NICOLE LEE is the founding executive director of Urban Peace Movement, an Oakland-based organization that works to transform the mindset and culture of urban violence. She is a fourth-generation Oaklander and has spent the past 12 years in working on economic and juvenile justice issues.

Tell us what you do, and why you do it.

I am the director of Urban Peace Movement. The mission of Urban Peace Movement is to transform the culture and conditions that lead to urban violence. Our goal is to build the leadership of communities hit hardest by street violence through fostering non-traditional youth leaders who are the key to ending the crisis of urban violence.

What's your favorite part of your job?

My favorite part of my job is to watch the young folks that I work with step into their own power — to watch them discover who they truly are. As they discover themselves I, in turn, discover myself — because at the end of the day, we are all connected.

What do you love about Oakland that you can't find anywhere else?

Oakland is my home. It's where my family has lived for over 4 generations. Oakland people are strong, creative, resilient, and colorful. We are trendsetters. We come back when all the odds are against us. Oakland is the home of the Raiders, the birthplace of the Panthers, and a true cultural center.
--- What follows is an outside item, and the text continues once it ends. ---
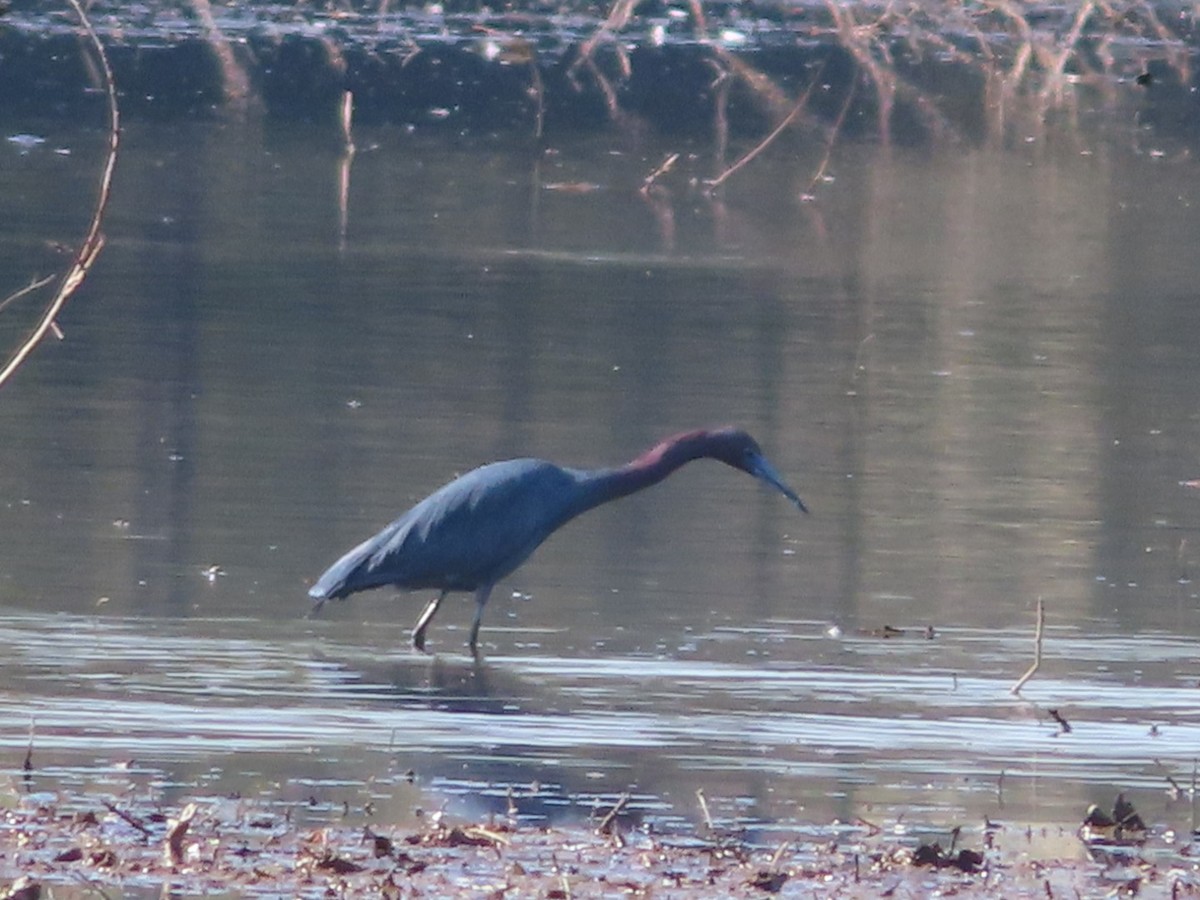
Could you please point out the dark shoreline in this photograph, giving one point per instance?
(543, 73)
What does it mean to be Oaklandish?

To be Oaklandish means to think and live outside of the box — to be creative.

RICHARD McCLENDON is a peer educator with Youth Alive. Peer educators work within their communities to present alternatives to violence. The program gives students intensive training on how to speak about the impact of violence on their lives, and act as positive role models in their communities. Nearly 100% of youth who go through this training end up graduating high school — even in schools with overall graduation rates of 40%. Richard was once a victim of violence — Youth Alive helped get recover and enroll at Merritt College. He and his coworkers reached over 1,200 students this year through their nonviolence education work. He loves his family and wants to make Oakland a better place for his kids to grow up in.

CAHERI GUTIERREZ works with Youth Alive to educate students about the impact of violence in their communities. At 18, she was sitting in her car in East Oakland when a stray bullet crashed through her window. With the help of Youth Alive, she recovered from her injuries, finished school and went on to educate kids throughout Oakland on alternatives to violence.

Tell us what you do, and why you do it.

I am a Violence Prevention Educator for Youth ALIVE! As an educator I run an afterschool program year round at Castlemont High school. Our goal is to teach the high school students a curriculum that talks about everything from gang, turf, gun, family and dating violence. It teaches them the consequences and alternatives. I also teach this curriculum to many middle schools in the Oakland Unified School District.

I do this work because it is very personal to me. When I was 18 years old I was shot in the face. I learned a lot from that incident and I don’t want it to happen to anyone. Teaching violence prevention has been a passion since then.

What's your favorite part of your job?

My favorite part is working with young people. I love working with youth because I can relate very much to them. I know that I impact them because I come from the same community and have struggled with the same issues growing up. Many people think that young people are the problem when it comes to violence, but I think they are the solution.

What do you love about Oakland that you can't find anywhere else?

We are so diverse and the food culture is GREAT here!

What does it mean to be Oaklandish?

To be Oaklandish means to be filled with knowledge, both street smart and book smart. When I think Oaklandish, I think Oakland soldiers fighting to show the best in our city. I think cultured and strong.